Concurrent with these new tools come increased expectations regarding the accuracy of mesoscale-oriented products and services. Today's line forecaster is being asked to provide longer-lead warnings, more accurate QPFs for significant rainfall, and better all-around short-term forecasts. But is this improvement in fact happening, or is it even realistic to expect it to happen given the observational limitations that currently exist at these temporal and spatial scales? Before we develop long-term plans and build user expectations, it is important that we quantify the accuracy of the short-term forecasts which WFOs currently provide, particularly those related to convective precipitation. How best do we improve the process by which we generate and disseminate these products so that we can maximize: a) user value, and b) cost-effectiveness as we enter this era of shrinking human and financial resources? As we explore this issue, the following are some other questions we might consider.

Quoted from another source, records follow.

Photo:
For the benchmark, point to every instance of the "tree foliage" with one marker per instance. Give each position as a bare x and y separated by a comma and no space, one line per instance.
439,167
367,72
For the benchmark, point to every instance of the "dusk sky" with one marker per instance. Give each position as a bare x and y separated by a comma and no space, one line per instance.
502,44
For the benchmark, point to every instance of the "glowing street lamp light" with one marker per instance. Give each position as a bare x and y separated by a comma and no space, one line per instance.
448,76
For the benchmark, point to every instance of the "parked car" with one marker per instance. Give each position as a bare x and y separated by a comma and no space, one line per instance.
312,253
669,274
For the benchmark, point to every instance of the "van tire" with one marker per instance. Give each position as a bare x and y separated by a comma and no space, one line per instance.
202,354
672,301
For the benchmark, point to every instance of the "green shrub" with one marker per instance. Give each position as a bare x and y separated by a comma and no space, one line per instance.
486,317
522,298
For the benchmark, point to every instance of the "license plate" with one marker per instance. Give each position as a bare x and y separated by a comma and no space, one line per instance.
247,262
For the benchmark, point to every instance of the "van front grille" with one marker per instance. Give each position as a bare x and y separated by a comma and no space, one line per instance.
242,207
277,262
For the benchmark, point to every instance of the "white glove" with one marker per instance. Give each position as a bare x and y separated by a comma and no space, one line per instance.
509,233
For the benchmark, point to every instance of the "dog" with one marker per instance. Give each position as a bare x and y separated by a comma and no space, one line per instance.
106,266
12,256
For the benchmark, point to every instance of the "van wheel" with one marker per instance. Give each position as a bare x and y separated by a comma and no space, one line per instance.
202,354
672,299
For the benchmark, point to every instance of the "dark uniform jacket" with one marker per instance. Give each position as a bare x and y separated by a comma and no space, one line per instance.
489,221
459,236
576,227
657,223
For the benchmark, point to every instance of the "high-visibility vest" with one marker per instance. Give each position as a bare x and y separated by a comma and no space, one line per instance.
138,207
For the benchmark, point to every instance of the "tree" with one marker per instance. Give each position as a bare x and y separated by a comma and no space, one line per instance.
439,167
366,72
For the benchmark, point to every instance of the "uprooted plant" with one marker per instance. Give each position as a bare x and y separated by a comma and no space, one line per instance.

To answer questions such as these, WFO Birmingham has undertaken a multi-year operational exercise known as SCRAPE, the Summer Convective Rainfall in Alabama Precipitation Experiment. This project is part of a broader COMET-sponsored collaboration between the Birmingham office and the Global Hydrology and Climate Center (GHCC) in Huntsville, Alabama. The primary long-term goals of SCRAPE are as follows.
This paper briefly discusses some of the methodology and preliminary findings from SCRAPE during 1999 (hereafter referred to as SCRAPE99), as well as future plans for the project.
2. Forecast Methodology
SCRAPE is a multi-year operational project being conducted at WFO Birmingham during the summers of 1999, 2000, and 2001. Essentially, SCRAPE99 was a shakedown for the overall project; its main purpose was to expose any bugs existing in the project methodology. Between early June and late August 1999, five meteorologists produced 24 short-term precipitation forecasts for the Birmingham county warning area (CWA). Each package was prepared around midday, and consisted of a pair of probabilistic QPFs valid for the 12-hr period from 1800 to 0600 UTC. The first of these, referred to as CAT1, graphically depicted the probability of measurable precipitation at any given spot within the CWA. The second product (CAT2), represented probabilities of precipitation meeting or exceeding 1.00" at any given point across the area.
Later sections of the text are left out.